Haynes believes the Canadian government is conspiring to remove freedoms from citizens while lying to the public about potential vaccine side effects. Haynes added that vaccine information could be disseminated to the Chinese governments and the FBI. She has also shared information against childhood vaccination.

Haynes campaigns against the COVID-19 lockdowns and shares anti-vaccine content on social media. Robyn Urback, writing in The Globe and Mail, has criticized the mainstream media for under reporting her campaign, in the context of Haynes' father being the Premier of Ontario. In January 2022, Haynes attended a rally welcoming trucks in Freedom Convoy 2022, making their way through the Greater Toronto Area. She was seen carrying a flag that said "Fuck Trudeau".
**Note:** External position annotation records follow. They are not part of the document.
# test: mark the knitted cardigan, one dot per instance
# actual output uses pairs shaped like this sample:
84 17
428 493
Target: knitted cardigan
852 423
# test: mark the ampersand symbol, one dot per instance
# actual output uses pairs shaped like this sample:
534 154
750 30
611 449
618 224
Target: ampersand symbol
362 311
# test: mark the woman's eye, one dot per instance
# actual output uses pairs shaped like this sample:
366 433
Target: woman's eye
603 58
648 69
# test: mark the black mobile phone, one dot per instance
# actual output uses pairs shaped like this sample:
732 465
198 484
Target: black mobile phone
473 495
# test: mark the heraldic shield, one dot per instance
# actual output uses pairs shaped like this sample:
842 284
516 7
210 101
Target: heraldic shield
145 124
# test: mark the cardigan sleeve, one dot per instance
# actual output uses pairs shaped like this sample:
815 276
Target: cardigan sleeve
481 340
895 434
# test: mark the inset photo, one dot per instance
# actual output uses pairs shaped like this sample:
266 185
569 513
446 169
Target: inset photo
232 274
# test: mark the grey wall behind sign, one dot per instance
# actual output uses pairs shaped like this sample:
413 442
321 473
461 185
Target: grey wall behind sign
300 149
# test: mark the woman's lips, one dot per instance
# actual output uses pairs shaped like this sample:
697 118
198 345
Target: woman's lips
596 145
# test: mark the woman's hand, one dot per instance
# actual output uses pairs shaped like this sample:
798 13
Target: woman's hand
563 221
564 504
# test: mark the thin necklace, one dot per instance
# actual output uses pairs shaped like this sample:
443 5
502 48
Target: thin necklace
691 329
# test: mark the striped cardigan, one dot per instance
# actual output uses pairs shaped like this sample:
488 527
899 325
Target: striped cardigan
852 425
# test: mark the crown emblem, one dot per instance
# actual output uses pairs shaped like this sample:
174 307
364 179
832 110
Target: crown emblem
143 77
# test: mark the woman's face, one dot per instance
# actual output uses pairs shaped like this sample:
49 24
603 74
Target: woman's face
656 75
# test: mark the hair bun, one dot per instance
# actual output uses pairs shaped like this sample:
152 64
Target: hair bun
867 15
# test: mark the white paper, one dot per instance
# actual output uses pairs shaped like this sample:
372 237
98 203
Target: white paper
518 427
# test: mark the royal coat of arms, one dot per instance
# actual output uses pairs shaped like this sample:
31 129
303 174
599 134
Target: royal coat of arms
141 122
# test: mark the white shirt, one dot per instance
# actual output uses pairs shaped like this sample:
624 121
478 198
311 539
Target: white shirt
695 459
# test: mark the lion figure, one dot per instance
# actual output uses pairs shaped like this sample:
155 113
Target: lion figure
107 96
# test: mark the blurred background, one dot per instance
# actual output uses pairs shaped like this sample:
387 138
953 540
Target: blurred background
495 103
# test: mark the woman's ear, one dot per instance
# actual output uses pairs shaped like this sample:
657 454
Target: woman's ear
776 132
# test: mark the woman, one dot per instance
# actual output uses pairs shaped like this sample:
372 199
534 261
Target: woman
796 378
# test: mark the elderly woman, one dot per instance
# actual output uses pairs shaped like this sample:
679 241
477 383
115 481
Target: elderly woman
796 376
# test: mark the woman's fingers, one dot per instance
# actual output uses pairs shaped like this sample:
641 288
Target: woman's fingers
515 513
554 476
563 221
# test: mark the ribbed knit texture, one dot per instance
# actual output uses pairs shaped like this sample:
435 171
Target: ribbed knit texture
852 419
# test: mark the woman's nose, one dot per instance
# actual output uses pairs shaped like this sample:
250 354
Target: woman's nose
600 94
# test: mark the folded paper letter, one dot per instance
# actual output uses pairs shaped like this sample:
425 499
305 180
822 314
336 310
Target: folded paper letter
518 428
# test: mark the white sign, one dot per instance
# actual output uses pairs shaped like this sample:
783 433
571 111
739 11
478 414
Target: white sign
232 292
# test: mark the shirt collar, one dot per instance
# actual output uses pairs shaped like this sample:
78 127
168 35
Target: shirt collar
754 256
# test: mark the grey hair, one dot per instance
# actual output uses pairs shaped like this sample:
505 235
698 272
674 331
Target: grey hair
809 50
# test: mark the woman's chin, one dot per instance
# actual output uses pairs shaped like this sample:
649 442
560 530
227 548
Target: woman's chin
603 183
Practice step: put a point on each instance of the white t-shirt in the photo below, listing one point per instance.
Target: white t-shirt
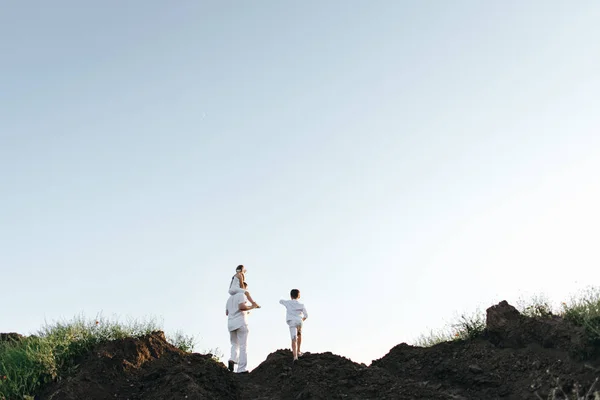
(236, 318)
(295, 310)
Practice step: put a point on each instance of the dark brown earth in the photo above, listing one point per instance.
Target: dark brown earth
(517, 357)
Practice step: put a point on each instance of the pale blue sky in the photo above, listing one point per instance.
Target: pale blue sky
(399, 162)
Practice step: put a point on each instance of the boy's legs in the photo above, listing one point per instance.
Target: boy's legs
(234, 290)
(294, 336)
(235, 346)
(299, 340)
(243, 341)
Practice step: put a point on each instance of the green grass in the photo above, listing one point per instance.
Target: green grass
(50, 354)
(467, 326)
(582, 309)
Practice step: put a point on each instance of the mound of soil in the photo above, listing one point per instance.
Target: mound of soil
(517, 357)
(145, 368)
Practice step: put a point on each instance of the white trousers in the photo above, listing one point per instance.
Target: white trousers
(239, 342)
(234, 290)
(295, 328)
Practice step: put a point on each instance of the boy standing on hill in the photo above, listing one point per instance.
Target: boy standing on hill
(295, 316)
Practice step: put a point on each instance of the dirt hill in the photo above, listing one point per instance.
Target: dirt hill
(517, 357)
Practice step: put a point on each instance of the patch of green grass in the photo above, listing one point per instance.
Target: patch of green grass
(467, 326)
(539, 306)
(182, 341)
(584, 310)
(50, 354)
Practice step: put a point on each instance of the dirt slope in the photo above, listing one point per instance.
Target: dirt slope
(516, 358)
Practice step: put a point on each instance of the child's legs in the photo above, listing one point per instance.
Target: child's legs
(235, 346)
(234, 290)
(294, 349)
(294, 336)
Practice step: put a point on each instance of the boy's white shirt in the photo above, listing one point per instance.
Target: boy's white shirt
(295, 310)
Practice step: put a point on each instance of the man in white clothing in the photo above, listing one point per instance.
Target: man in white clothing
(237, 323)
(295, 316)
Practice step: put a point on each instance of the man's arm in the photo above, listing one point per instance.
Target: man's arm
(245, 307)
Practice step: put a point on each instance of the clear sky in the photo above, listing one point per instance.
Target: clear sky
(398, 162)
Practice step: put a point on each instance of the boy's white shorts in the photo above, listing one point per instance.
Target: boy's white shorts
(295, 328)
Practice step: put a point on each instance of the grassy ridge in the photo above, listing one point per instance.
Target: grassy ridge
(28, 364)
(582, 310)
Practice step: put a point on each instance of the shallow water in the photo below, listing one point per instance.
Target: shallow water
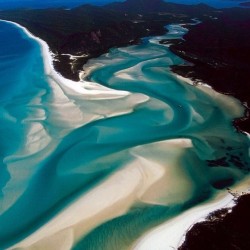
(58, 145)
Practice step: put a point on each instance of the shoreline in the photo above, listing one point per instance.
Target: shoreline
(178, 227)
(81, 87)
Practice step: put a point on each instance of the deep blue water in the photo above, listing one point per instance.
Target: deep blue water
(57, 145)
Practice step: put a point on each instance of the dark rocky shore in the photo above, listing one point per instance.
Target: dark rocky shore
(90, 31)
(218, 48)
(225, 229)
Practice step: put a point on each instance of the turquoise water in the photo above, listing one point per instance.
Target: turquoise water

By December 2021, NOW Toronto and The Globe and Mail had published articles covering her position.

== Personal life ==
Ford is married to David Haynes, a Toronto Police Service officer and bodybuilder. In November 2021, he was put on unpaid leave from the service for refusing to receive a COVID-19 vaccine.

On February 15, 2022, Haynes' father Doug Ford acknowledged "family rifts" relating to COVID-19 during a public press conference.

In December 2022, Haynes was conspicuously missing from the family photograph used by Doug Ford on the family Christmas card.